1. Home
  2. Search

Posted on 26th Mar, 2021 in Production

There's a story that has been rattling around in the back of my mind for nearly 2 years now. It is not a particularly pleasant or exciting tale. However, the events which unfolded over the course of weeks would go on to shape how I view my job and my career. So without further ado I present the opening chapter of the "Servergate" series. Much like my Suit Up Japan series, this is a tale of mismanagement and the ensuing woe. Yet it's different in that it's set in a professional environment that has chosen to forsake our protagonists.

Triage

Have you ever woken up knowing that today was going to be a bad day?

For those who don't know me, I hate mornings. In my opinion they're the worst and nobody should be allowed to conduct business in any single digit AM hour. That, in part, is probably why I had been at my current job for 8 years. I was a software developer at a local university so I had been spoiled. Certainly not by the pay (definitely not by the pay), but by quality of life. We work 35 hours weeks and I had a choice of my start time (between 8 AM and 10 AM). Naturally I choose 10 AM since I'm allergic to mornings. This gives me the luxury of waking up around 8:30 and missing the brunt of rush hour.

However, it was half past 6 on the morning of May 9. 2019 and I was already awake for some peculiar reason. As I groggily fumbled in the dark for my phone to check the time, I noticed I had 3 missed calls and a dreaded "[Redacted Software A] Not Responding" email waiting for me. Reluctantly I got out of bed and headed for my computer. If history was anything to go by, I just needed to log in and reboot a web server and go back to bed. If I fixed it quickly enough, maybe I'd get to come in late to make up for having to exist at such an unholy hour.

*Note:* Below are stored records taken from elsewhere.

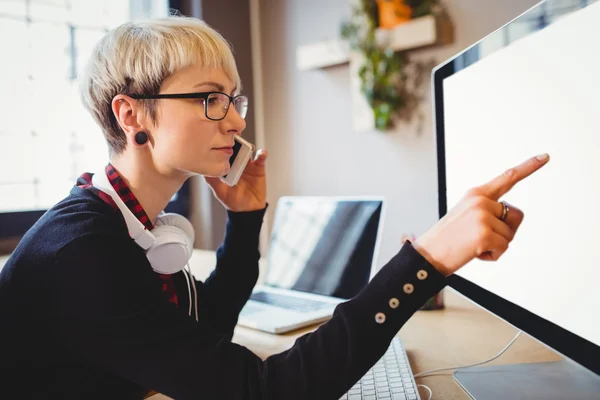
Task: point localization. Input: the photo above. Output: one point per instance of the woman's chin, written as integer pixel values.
(217, 172)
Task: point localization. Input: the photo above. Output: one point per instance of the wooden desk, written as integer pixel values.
(460, 334)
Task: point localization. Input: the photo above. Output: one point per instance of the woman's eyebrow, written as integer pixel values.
(218, 86)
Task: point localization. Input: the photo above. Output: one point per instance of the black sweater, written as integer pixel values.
(82, 315)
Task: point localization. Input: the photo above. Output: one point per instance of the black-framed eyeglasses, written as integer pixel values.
(216, 104)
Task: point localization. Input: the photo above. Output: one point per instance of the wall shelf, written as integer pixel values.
(419, 32)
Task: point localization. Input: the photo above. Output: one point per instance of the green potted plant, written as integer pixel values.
(390, 90)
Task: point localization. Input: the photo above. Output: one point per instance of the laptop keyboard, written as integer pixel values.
(289, 302)
(390, 378)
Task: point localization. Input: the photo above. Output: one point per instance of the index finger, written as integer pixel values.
(501, 184)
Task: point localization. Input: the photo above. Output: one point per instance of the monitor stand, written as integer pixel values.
(557, 380)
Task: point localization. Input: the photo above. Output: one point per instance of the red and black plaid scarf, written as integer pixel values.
(125, 193)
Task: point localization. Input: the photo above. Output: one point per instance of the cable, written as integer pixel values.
(187, 281)
(425, 373)
(429, 390)
(195, 294)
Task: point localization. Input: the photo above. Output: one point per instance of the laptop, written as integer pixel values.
(322, 252)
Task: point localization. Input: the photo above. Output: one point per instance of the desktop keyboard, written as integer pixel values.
(289, 302)
(391, 378)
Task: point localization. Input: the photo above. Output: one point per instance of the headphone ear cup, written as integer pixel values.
(179, 222)
(170, 252)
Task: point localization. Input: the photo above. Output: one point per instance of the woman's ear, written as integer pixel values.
(128, 113)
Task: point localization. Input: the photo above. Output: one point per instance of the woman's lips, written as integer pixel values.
(226, 150)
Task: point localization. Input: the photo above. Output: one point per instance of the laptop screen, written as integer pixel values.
(323, 245)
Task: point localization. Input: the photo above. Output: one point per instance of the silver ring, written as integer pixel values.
(505, 210)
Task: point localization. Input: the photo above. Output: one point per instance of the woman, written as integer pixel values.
(89, 317)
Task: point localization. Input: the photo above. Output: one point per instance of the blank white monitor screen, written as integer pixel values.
(539, 94)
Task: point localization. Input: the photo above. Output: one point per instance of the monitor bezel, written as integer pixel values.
(554, 336)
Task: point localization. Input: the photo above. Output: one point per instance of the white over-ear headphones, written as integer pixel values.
(169, 246)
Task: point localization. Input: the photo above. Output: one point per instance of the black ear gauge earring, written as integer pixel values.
(141, 138)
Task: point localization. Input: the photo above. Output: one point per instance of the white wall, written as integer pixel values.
(307, 116)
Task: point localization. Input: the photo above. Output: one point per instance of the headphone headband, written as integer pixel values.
(138, 232)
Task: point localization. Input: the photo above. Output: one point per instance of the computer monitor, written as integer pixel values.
(530, 87)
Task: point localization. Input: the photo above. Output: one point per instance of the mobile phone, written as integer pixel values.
(242, 152)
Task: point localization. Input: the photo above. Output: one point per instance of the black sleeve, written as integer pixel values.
(227, 289)
(108, 308)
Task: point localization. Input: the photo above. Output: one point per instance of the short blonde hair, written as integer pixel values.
(136, 58)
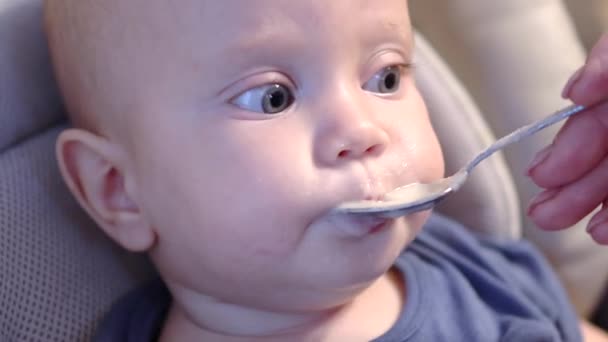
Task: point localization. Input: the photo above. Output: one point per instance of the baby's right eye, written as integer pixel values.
(268, 99)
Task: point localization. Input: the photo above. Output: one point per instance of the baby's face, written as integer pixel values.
(256, 118)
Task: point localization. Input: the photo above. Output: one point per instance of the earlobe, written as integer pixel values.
(95, 171)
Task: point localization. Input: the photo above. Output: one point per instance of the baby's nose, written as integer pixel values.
(351, 138)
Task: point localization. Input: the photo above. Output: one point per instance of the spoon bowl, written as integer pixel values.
(416, 197)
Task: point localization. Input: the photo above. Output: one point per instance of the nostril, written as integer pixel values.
(373, 149)
(344, 154)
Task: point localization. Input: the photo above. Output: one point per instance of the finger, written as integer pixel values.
(579, 147)
(598, 225)
(563, 207)
(590, 84)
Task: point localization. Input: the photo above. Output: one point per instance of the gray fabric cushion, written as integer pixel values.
(58, 273)
(28, 95)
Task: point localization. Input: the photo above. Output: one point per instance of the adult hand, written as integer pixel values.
(573, 170)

The first emails from our monitoring systems would start arriving around 7:37 AM. By that point I was ignoring a growing number of emails that were flooding in to my inbox. I was now banging my head against my keyboard trying to figure out why I couldn't reach the server I thought I needed to reboot. The web server was actually a virtual machine, running on a cluster of servers in our on-premises data center. Normally I can just remote in to it, but failing that I should be able to access it from the management console. At 7:41 AM one of our toughest clients sent a terse reply to the "[Redacted Software A] Not Responding" email chain. "FYI. [Redacted Software B] is also down."

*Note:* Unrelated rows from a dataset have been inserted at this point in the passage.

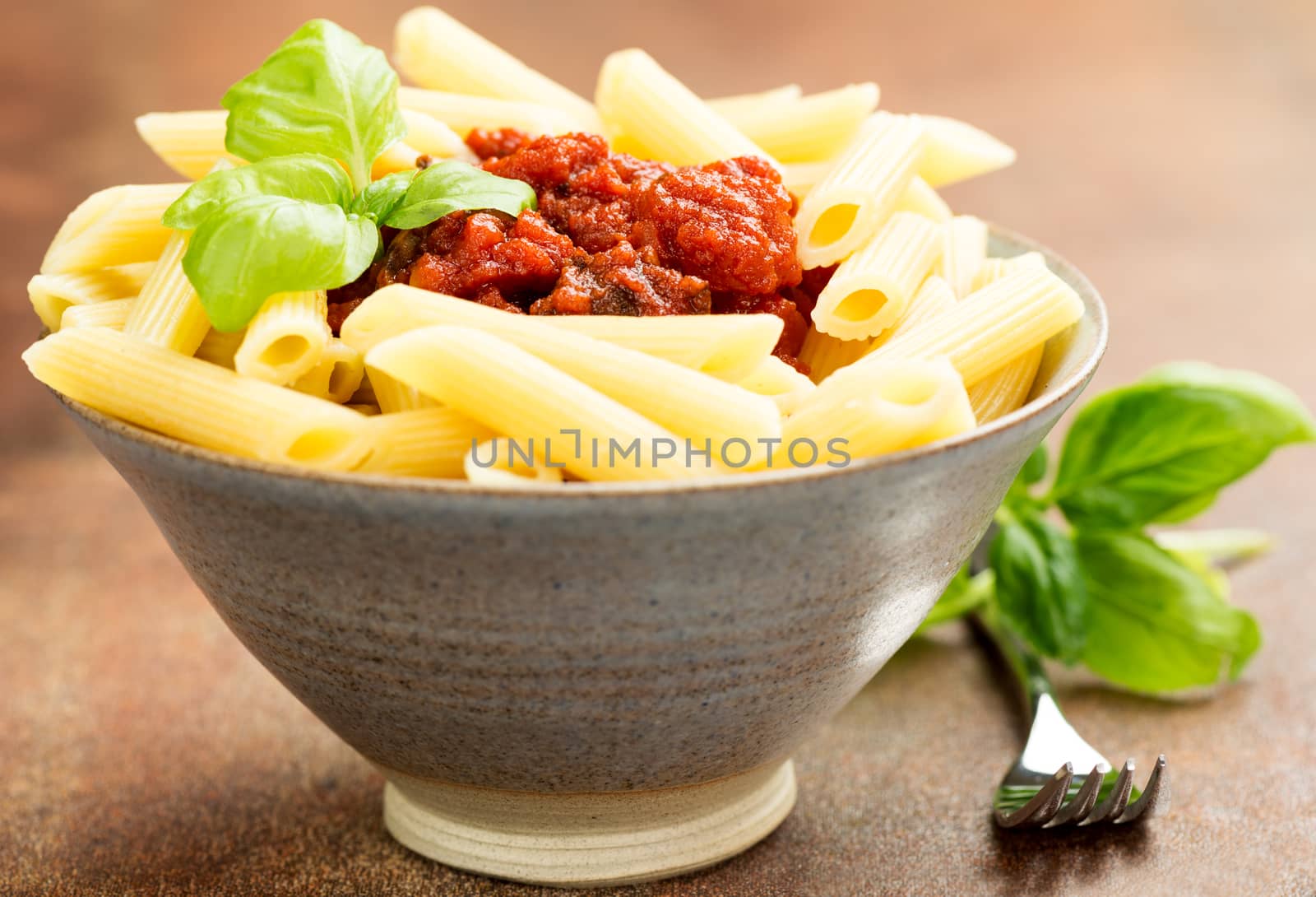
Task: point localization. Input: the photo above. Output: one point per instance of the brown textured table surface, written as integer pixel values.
(1165, 146)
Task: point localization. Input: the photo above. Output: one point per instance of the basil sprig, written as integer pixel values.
(304, 215)
(1074, 570)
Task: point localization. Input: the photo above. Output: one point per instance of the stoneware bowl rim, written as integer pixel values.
(1094, 311)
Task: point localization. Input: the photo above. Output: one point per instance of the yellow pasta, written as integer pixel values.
(749, 105)
(895, 406)
(118, 225)
(337, 375)
(964, 248)
(994, 269)
(197, 402)
(168, 311)
(781, 382)
(824, 353)
(844, 210)
(727, 346)
(1003, 390)
(286, 337)
(423, 443)
(807, 128)
(462, 112)
(190, 142)
(987, 329)
(53, 294)
(112, 313)
(440, 53)
(919, 197)
(523, 397)
(954, 151)
(504, 462)
(872, 289)
(661, 118)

By the time 8 AM had rolled around, I was wide awake and nearing a panic. In the last hour, I had determined that I couldn't reach the management console nor a growing number of our systems. Through some clever lateral movements I managed to get access to some of our management resources. I was beginning to suspect major networking issues. However, if that were the case there's no way I could fix those remotely. Fortunately, the first shift of developers were turning up to their desks by this time. So we decided to tag team the problem. Guile was first in to the office, so I dispatched him to the server room, to get some eyes on the situation and hopefully prevent me from having to go down there myself. Unfortunately this wouldn't be enough to save me the trip. At 9:18 AM I cancelled my morning meetings and got on the train heading towards the server room and my demise.

Antemortem

In order to understand the gravity of the predicament I found myself in, we must first go back in time. When I first started this job, my department consisted of only 5 people: 2 developers (Eagle and Ken), 1 sysadmin (Richard), our boss (M. Bison), and myself. Both our office space and our data center were in the subbasement of a landmarked building that was famous for being a deathtrap during the Industrial Age. If you've ever seen the The IT Crowd, it was basically that.

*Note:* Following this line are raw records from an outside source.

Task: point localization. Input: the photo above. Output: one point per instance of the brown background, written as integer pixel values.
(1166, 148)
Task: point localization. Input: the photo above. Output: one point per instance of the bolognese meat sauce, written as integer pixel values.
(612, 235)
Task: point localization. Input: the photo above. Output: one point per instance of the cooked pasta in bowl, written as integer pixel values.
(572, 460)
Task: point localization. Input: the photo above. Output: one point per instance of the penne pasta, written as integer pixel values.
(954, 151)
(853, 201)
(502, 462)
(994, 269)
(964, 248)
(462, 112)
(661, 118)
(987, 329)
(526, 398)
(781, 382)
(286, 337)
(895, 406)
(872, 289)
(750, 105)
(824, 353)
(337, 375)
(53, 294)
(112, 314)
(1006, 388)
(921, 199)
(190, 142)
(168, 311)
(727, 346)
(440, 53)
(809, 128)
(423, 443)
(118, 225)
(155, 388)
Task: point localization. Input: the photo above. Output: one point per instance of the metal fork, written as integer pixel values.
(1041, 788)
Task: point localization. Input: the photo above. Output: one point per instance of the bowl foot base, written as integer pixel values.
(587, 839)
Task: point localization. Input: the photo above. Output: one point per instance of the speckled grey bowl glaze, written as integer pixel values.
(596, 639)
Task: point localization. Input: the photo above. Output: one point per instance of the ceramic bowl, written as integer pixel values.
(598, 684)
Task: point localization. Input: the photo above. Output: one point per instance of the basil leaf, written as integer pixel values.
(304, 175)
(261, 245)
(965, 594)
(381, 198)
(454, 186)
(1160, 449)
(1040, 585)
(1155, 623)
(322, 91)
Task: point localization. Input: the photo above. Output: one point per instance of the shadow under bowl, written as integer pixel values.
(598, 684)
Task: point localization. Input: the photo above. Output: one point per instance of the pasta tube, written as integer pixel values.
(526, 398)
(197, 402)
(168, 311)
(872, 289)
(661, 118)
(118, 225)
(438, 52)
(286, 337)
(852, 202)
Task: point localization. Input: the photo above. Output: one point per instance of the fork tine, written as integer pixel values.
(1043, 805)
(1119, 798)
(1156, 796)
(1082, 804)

Over the years we moved from stacks of single purpose servers to a virtualized environment. We would eventually lose Richard (and that's a whole story in itself). Since M. Bison refused to backfill his position, the senior-most developers wound up taking on his duties. I had been around long enough at this point to see Eagle leave over differences with M. Bison and Ken be promoted to the top technical position in our department. That also meant that I was now the second-most senior person on the team and would inherit the majority of Richard's duties. I had been there for the virtualization and played an integral role in building the 2nd incarnation of our virtual environment with Ken and our new software architect Ryu. However, I was by no means a suitable replacement for a systems administrator. At heart and on paper, I was a software engineer who coincidentally was intimately familiar with this data center.

In the same amount of time, our team grew from 5 people to over 70 (when you include student employees). Naturally, after years of lobbying, our department moved out of that space to a place with sunlight a little further uptown. The server room would remain where it originally was. The distance between us and the servers combined with the population growth of our team meant that now only a handful of people had any knowledge of our infrastructure and its secrets. With a handful of exceptions, most people only saw our servers once every couple of months when their turn in the weekly offsite tape backup rotation came.

Emergency Services Have Been Dispatched

As I boarded the crowded morning train, my phone continued to excitedly buzz with incoming messages. I used the radio silence between stations to catch up on what I had previously missed. By this point my students were messaging me about a presentation that I was originally planning to attend with them but now had to cancel on. In a new email thread titled "Re: Unable to Connect to [Redacted System B]", the Support Team and our boss were trying to figure out how to manage an influx of confused and angry users who start their days at 9 AM. Hiding in the rubble of my inbox, which was now being periodically shelled by VMWare alarm emails, was an email from M. Bison stating that they'd be working remotely today because they were run over by a cyclist the night before.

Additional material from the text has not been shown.